L'infanzia interrotta dei bambini rohingya
Le testimonianze raccolte in un rapporto lanciato da Save the Children, World Vision e Plan International in occasione dei sei mesi dall’inizio dell'emergenza dei Rohingya, periodo di tempo durante il quale almeno 688.000 rifugiati, oltre metà dei quali bambini, sono scappati dallo stato del Rakhine e hanno trovato riparo in fragili tende di plastica negli insediamenti sovraffollati di Cox’s Bazar, evidanziano alcune delle più grandi preoccupazioni delle bambine e dei bambini che vivono nel campo.

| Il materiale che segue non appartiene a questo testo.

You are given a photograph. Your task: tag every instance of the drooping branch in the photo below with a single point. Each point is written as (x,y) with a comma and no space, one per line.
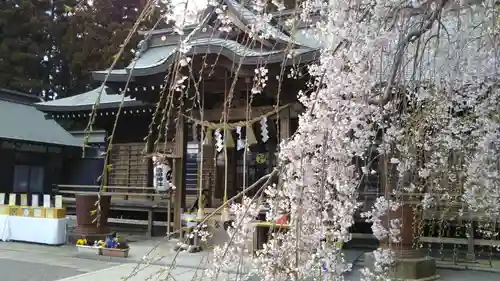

Tra le preoccupazioni manifestate, emerge quella espressa dalle ragazze che, come spiegato ai ricercatori, hanno paura di usare i bagni dei campi, a causa del timore di subire molestie; si trovano così, spesso, ad attendere per ore, fino a quando “gli uomini se ne vanno”. I ragazzi, invece, hanno raccontato di essere spaventati per le condizioni di sicurezza delle proprie tende, fatte di bambù e plastica: “A volte vengono i ladri e rubano le nostre cose. Non abbiamo modo di chiudere le tende” racconta un giovanissimo rifugiato.
Più bambini, inoltre, hanno rivelato di temere il momento della raccolta della legna per il fuoco a causa di coloro che chiamano “uomini della foresta” – secondo quanto riferito si tratterebbe di persone in agguato nel bosco, pronte a picchiarli e a urlare loro contro -, così come della presenza di animali selvatici quali elefanti e serpenti. “Tutti quanti siamo in pena quando raccogliamo la legna. Una volta una ragazza è stata stuprata mentre lo faceva, era notte”, ricorda una bambina.
Anche il rischio di divenire vittime del traffico di minori è tra le principali preoccupazioni indicate dai bambini: alcuni affermano di trascorrere molto tempo a casa per restare al sicuro e spiegano di spostarsi in gruppo quando devono lasciarla. Un timore condiviso anche dalle madri. Una di loro, intervistata, mette in guardia circa il fatto che i “rapitori si aggirano, potrebbero prendere i nostri bambini”. Sono almeno 28 i casi di traffico di minori, finora confermati, che hanno avuto luogo nei campi di Cox’s Bazar da agosto, tuttavia gli operatori umanitari temono che il numero reale sia molto più alto.